Los medios de comunicación informan de lo dañino que es el tabaco para nuestra salud desde prácticamente casi todos los puntos de vista. La situación se complica además, si la persona fumadora pretende someterse a una operación de cirugía estética.

Fumar y cirugía estética

Una de las principales recomendaciones de los médicos antes de realizar una operación de cirugía estética es la de eliminar el consumo de tabaco o al menos de reducirlo.

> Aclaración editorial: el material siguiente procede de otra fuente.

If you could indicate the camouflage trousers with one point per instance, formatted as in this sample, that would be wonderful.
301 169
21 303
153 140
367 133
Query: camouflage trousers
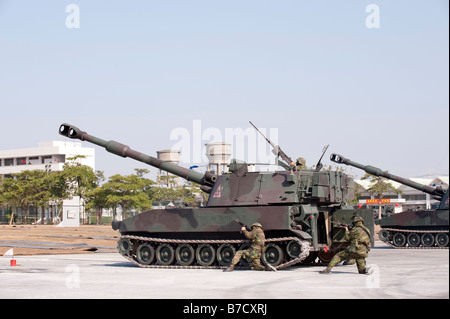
345 255
253 256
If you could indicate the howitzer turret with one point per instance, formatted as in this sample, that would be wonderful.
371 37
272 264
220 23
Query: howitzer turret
300 211
423 228
206 180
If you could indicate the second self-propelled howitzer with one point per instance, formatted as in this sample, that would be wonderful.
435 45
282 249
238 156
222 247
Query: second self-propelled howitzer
423 228
298 210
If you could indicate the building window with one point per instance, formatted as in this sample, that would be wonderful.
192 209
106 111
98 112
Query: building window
33 160
46 160
21 161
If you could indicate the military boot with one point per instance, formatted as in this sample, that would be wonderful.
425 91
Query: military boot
270 268
228 269
368 271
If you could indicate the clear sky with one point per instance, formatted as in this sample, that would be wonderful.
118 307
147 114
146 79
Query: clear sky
313 71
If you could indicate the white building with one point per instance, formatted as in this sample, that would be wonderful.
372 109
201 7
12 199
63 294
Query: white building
49 156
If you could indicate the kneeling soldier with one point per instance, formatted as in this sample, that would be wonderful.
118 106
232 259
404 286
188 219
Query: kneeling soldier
359 238
253 253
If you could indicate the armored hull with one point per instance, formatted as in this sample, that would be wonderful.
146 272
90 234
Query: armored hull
297 209
416 229
411 229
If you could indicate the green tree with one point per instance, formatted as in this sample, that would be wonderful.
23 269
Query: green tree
79 179
378 187
128 192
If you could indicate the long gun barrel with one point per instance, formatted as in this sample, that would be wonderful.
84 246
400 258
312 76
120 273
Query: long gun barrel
437 192
206 180
276 149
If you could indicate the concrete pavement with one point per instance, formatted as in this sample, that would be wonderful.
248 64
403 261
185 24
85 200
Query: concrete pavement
398 274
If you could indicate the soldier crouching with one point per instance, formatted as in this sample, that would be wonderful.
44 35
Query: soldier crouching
253 253
359 238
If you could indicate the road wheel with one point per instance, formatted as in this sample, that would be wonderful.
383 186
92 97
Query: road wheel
294 249
399 240
185 254
205 255
274 255
124 246
427 240
413 240
165 254
145 254
383 235
225 254
442 239
244 262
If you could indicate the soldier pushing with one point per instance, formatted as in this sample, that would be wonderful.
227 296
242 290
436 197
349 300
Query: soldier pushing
253 253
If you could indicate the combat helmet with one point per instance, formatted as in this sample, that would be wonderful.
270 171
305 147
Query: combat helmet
257 225
357 219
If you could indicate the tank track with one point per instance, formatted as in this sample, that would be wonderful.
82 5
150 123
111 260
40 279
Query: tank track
393 231
305 247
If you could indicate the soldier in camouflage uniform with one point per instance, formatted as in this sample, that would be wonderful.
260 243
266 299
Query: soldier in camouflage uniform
253 253
359 238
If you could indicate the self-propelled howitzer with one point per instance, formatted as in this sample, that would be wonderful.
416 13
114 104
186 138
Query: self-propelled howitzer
296 208
423 228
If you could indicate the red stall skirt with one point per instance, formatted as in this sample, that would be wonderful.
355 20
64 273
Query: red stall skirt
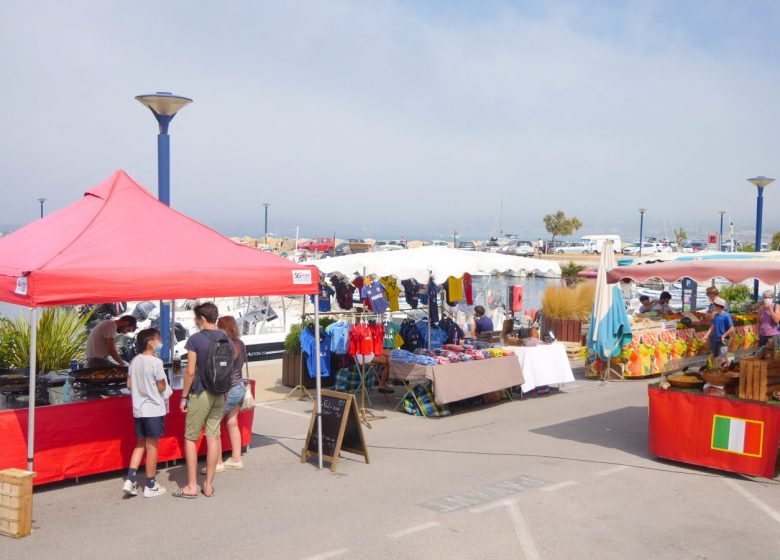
723 433
91 437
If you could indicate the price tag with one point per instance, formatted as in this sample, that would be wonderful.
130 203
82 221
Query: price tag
21 286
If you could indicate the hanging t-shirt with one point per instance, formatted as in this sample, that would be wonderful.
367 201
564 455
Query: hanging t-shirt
392 291
374 294
411 292
433 304
339 337
325 293
308 347
455 290
467 290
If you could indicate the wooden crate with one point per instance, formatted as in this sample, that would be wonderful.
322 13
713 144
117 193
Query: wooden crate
16 502
756 376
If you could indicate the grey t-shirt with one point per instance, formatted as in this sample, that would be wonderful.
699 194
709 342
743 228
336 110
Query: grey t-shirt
199 343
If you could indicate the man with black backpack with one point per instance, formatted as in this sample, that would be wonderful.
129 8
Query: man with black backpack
206 382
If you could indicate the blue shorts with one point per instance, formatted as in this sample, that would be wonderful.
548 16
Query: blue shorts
234 397
152 427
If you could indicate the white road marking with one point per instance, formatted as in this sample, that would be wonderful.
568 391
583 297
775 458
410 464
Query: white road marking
522 532
760 504
292 412
613 470
326 555
559 486
521 529
412 530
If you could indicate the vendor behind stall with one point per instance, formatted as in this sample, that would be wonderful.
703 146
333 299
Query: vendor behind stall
101 345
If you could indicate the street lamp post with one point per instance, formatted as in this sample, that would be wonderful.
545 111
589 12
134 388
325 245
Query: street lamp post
641 228
760 182
266 205
164 106
720 237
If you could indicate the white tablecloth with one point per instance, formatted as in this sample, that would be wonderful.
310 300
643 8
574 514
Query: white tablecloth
546 364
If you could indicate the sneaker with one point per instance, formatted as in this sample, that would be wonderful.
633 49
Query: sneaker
130 488
157 490
220 468
234 465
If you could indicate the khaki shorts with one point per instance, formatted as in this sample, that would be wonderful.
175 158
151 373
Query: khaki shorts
204 409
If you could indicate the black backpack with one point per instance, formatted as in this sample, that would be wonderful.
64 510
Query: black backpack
218 374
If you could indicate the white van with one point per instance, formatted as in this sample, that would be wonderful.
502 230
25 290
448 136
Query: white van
596 242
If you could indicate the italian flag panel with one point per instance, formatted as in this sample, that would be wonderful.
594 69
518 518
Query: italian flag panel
737 435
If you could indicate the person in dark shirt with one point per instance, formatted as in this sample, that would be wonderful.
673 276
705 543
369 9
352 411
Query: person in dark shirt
481 323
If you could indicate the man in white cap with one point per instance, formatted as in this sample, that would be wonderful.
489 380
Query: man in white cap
721 328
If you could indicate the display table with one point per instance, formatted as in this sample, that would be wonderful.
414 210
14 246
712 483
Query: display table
91 437
724 433
545 364
653 352
462 380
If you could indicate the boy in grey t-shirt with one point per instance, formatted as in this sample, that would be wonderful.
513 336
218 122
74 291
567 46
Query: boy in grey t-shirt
149 389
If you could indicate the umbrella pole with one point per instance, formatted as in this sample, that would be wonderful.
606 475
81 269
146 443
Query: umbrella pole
33 375
319 374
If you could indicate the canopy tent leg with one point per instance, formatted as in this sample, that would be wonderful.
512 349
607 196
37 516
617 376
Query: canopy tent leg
33 376
318 377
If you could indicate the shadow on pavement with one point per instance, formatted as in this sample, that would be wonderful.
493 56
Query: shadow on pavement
624 429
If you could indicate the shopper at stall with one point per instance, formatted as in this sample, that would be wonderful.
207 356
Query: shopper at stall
234 398
481 323
768 328
662 306
101 345
204 408
149 390
721 328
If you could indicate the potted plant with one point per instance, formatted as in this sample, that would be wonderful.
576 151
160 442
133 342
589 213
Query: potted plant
565 309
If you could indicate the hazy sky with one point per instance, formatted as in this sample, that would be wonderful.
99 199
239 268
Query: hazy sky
383 118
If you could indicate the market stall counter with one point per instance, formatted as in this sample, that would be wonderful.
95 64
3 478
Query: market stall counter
93 436
725 433
458 381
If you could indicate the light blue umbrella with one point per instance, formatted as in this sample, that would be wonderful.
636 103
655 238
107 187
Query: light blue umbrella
610 328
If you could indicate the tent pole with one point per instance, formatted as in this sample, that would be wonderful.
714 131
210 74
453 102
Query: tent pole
33 375
319 374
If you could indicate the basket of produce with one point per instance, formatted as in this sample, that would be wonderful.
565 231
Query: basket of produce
685 381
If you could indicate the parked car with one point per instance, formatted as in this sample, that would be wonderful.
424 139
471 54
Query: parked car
317 245
518 248
647 249
576 247
387 246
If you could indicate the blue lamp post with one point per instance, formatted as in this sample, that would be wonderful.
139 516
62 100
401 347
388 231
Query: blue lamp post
641 228
760 182
164 106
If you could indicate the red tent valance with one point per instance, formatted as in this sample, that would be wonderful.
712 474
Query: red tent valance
119 243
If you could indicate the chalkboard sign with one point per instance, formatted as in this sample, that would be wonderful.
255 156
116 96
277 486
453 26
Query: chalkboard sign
341 429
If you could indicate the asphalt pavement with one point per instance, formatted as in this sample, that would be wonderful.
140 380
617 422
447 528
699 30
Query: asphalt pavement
562 476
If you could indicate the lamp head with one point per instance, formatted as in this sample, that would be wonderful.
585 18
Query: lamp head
761 181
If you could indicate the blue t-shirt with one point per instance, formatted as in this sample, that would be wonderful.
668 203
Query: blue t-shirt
375 293
325 293
339 337
721 323
308 346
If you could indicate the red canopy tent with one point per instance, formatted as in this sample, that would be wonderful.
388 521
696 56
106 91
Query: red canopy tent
119 243
735 271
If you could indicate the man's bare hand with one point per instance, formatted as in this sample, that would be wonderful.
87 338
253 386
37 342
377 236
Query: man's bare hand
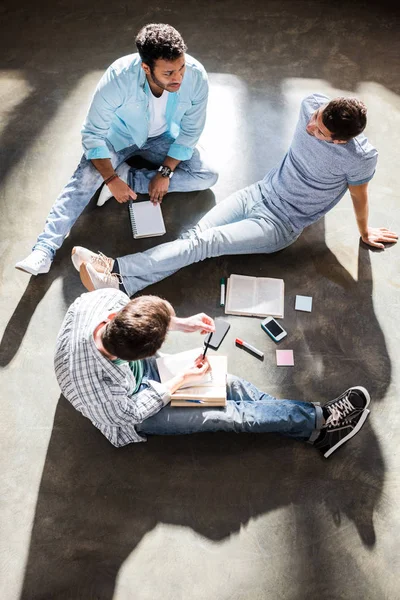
158 187
376 235
200 322
121 190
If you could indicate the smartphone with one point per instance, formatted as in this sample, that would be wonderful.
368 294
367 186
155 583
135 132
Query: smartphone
274 330
214 340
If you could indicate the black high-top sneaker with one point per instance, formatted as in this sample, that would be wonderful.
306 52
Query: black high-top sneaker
344 417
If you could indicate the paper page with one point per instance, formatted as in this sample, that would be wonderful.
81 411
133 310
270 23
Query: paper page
202 392
172 364
269 296
242 293
148 219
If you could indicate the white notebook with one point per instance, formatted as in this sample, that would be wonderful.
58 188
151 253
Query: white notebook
255 296
146 219
209 391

De todos es sabido que el tabaco produce envejecimiento prematuro de los tejidos, empeora la salud, y está relacionado con la aparición de numerosos cánceres y enfermedades cardiovasculares. Además, por si esto fuera poco, la persona fumadora debería de dejar de fumar, al menos dos semanas antes de someterse a una operación de cirugía estética ya que si no lo hace, podría poner en peligro su poder de recuperación tras la intervención y el propio éxito de la cirugía.

Posibles infecciones

El abandono del tabaco antes de una operación de cirugía reduce considerablemente la aparición de posibles infecciones y evita que se produzcan alteraciones a la hora de cicatrizar. No hay que olvidar, que el tabaco, dificulta en gran medida una correcta cicatrización, ya que impide la llegada de oxígeno y nutrientes a la zona intervenida. Por lo tanto y como resultado: si no hay un correcto riego de los vasos sanguíneos tampoco puede haber una óptima recuperación de los tejidos.

El tabaco y la óptima recuperación de los tejidos

En la actualidad muchos cirujanos se muestran partidarios de interrumpir el tabaco o de eliminar su consumo antes de intervenciones de este tipo, con el fin de poder asegurar resultados óptimos. Los especialistas declaran que es importante seguir estas pautas sobre todo a la hora de realizar cirugías con cicatrices de gran tamaño como son la abdominoplastia o la reducción mamaria. Por poner un ejemplo, el doctor Bostwick en su tratado de Mamoplastia (2001), afirma que en determinados casos de reducción mamaria el consumo de tabaco en la fase posterior a la operación puede ocasionar la pérdida de la areola-pezón y contribuir a una cicatrización imperfecta de las incisiones realizadas así como la aparición de necrosis.

Se considera por lo tanto de suma importancia tener en cuenta este tipo de recomendaciones a la hora de someterse a operaciones de cirugía estética para conseguir una recuperación adecuada de los tejidos y evitar posibles riesgos y mala cicatrización.